Many thanks to both of you.

I was not previously familiar with Woodward's article linked by romsofia. The info about adding fourth derivatives to eliminate perturbative divergences is interesting. So is that minor detail that doing so causes the universe to expand without bound. Matter coupling (if I read correctly) was the occasion for adding the fourth derivatives in the first place. If t'Hooft and Veltman ran into problems with this coupling as well, I am satisfied that this coupling leads to a major snag.

I have indeed seen literature in which first order is handled correctly (iirc, Feynman actually illustrated this in his 1960s work compiled in 'Feynman Lectures in Gravitation') . Perturbation theory quickly leads to three-graviton vertices arising from non-linearities in the GR field. There are of course then rapidly accumulating multi-graviton vertices that lead to renormalization requiring an infinite number of counterterms.

 

[TensorAndTensor]

Back to quantum Yang-Mills, I am trying to reconcile some things I see in print regarding both the solubility of the YM theory, and the question of gravitation as it relates to YM.

Anthony Zee in his 'Quantum Field Theory in a Nutshell', first ed, has a chapter VII devoted to YM. On page 356, he concludes a section "If Yang-Mills theory ever proves to be exactly soluble, then the perturbative approach with its mangling of gauge invariance is clearly not the way to do it". Fair enough, but if as t'Hooft proved, YM theories are renormalizable, what stands in the way of obtaining a perturbative solution? Are we in a situation similar to mathematicians' 'existence' theorems, whereby the solution exists, but that does not mean it is easy to find, or could even be found by mere mortals?

Claus Kiefer, in his book 'Quantum Gravity' , 2nd Ed, summarizes an argument, originally due to Teitelboim, that gravitation can be represented in a YM form. (see eqs 4.36 and 4.37) and surrounding discussion.

In light of the two paragraphs above, a newbie might be excused for thinking that gravity can be cast as a Yang-Mills theory, falling into a class which has a renormalizable form, and thus could be solved. When discussing renormalization in quantum gravitation, it is often said that the coupling constants have the 'wrong' dimensions. Does it boil down to something as straightforward as this?

 

[haushofer]

My 2 cents: GR can be recasted as a gauge theory, but certainly not as a YM-theory. The YM-action is quadratic in the fieldstrength, while the Einstein-Hilbert action is linear in the field strength of Lorentz transformations. This also affects the dimension of the coupling in front of the action, of course.

 

[kodama]

My 2 cents: GR can be recasted as a gauge theory, but certainly not as a YM-theory. The YM-action is quadratic in the fieldstrength, while the Einstein-Hilbert action is linear in the field strength of Lorentz transformations. This also affects the dimension of the coupling in front of the action, of course.

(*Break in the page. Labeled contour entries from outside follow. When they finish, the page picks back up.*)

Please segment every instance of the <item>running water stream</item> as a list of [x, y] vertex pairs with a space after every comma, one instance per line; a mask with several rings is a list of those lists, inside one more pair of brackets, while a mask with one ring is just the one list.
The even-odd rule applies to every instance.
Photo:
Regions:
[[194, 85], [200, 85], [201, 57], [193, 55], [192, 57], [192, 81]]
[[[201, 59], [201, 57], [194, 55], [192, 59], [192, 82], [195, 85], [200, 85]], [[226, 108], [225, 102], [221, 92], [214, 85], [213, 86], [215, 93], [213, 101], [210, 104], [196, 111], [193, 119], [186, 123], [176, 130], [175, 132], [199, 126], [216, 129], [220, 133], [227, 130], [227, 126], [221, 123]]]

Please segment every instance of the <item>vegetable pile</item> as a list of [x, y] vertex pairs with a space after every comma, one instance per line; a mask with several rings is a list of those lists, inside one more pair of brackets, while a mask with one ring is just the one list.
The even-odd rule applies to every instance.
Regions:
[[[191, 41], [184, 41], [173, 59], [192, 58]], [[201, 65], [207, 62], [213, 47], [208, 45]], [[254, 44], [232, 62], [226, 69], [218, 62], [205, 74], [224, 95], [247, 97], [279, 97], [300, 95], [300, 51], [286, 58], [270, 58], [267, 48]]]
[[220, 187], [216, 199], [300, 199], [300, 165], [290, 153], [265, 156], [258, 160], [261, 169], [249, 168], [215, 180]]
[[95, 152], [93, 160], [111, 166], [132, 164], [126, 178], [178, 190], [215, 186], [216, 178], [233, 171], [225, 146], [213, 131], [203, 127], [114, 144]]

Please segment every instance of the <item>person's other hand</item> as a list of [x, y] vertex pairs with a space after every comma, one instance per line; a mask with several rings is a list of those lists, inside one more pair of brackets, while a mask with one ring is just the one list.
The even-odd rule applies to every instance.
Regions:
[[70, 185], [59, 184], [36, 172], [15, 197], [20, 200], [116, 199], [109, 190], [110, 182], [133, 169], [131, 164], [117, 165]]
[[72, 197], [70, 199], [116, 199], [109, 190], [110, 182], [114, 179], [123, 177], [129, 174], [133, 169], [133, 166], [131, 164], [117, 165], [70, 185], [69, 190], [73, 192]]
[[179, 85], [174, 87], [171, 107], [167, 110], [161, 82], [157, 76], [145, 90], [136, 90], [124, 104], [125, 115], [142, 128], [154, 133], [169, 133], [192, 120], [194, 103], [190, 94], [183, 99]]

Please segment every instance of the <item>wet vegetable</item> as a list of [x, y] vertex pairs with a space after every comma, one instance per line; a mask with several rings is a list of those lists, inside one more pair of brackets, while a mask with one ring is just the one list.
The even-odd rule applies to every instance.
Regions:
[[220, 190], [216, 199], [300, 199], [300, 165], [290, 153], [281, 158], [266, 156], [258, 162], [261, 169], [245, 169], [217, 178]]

has there been any attempts to create a theory of gravity as a YM-theory? it wouldn't produce the the Einstein-Hilbert action but could give insights on a theory of QG

 

[haushofer]

I'm not sure, but one of the problems I think is that the Lorentz-group is not compact, as SU(N). See e.g.

https://physics.stackexchange.com/q...s-gauge-group-assumed-compact-and-semi-simple

So you'd end up with a gauge theory which is not unitary.

 

[Urs Schreiber]

GR can be recasted as a gauge theory, but certainly not as a YM-theory.

Indeed. For instance gravity in d=2+1 is equivalent (with due care, see below) to Chern-Simons gauge theory (for the Poincare or (anti-)deSitter group as the gauge group, depending on the sign of the cosmological constant).

Generally, in any dimension the space of pseudo-Riemannian metrics (and hence the space of field histories of gravity) is a subspace of that of Poincare-Lie algebra valued gauge fields (first-order formulation of gravity). But not only is the action functional of gravity not that of YM theory under this identification, but there is also a constraint on these gauge fields: the translational part (the vielbein) has to be non-degenerate such as to indeed be a "soldering form" (mathematically this is the constraint on a Cartan connection).

This constraint is in principle also required in 3d, but people tend to feel that the equivalence to 3d Chern-Simons theory is too neat to let that constraint ruin it. But then, in the seminal quantization of 3d gravity as a CS theory in Witten 88, the last section finds the author wondering that the quantum spacetime apparently described by this quantum gravity theory seems to be independent of the 3d manifolds that the Chern-Simons action is defined on. It looks like this is precisely the defect one expects if the "soldering form" no longer actually solders the underlying spacetime to the bundle that the Cartan connection is defined on...

 

[Giulio Prisco]

I believe "how we make ends meet here" is unclear at this moment. For what it's worth, the effective field theory approach makes a lot of sense to me. Since we have probed only a very small range of energies and scales, I wouldn't find it surprising if today's field theories turned out to be effective field theories valid at low energies and large scales, emerging from unknown "more fundamental" theories. I recommend Volovik's book, "The Universe in a Helium Droplet."